On a more systemic-based risk assessment, however, my primary concern relates to investing in companies headquartered in China; specifically, to the regulatory pressure that China's tech and internet giants have faced in recent months/ years. Of course, if this ongoing regulatory scrutiny persists, Tencent's valuation might need to be adjusted with a considerable risk discount. That said, however, it is worth noting that the most intense phase of the regulatory clampdown in China has passed.

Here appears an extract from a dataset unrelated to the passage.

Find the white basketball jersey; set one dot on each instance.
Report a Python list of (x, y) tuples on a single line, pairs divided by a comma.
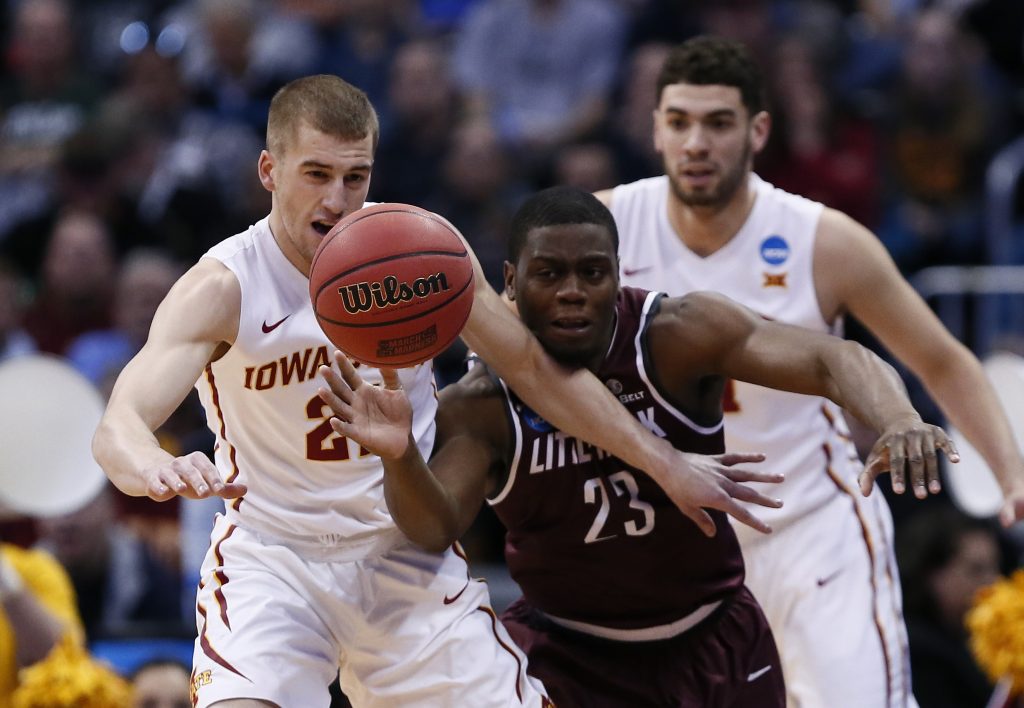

In addition to regulatory concerns, I would also like to highlight that the volatility of Tencent stock price is strongly swayed by the prevailing sentiment of investors towards Chinese ADRs. This implies that even if the underlying business fundamentals of the company remain stable, TCEHY stock may fluctuate based on how investors perceive the risks associated with Chinese investments.
Conclusion
Tencent posted a solid performance in Q2 2023; although both topline and bottomline missed consensus estimates. Looking ahead, I argue that investors should focus less on Tencent's growth story and appreciate that the Tech giant is slowly transitioning towards become a value investment opportunity instead. To render the value argument more concrete: I see Tencent generating a well-moated, distributable annual income of RMB ~190-210 billion, which would suggest a 8-9% shareholder return going forward, according to my calculations. On the backdrop of an attractive valuation, I continue to recommend a "Buy" for TCEHY.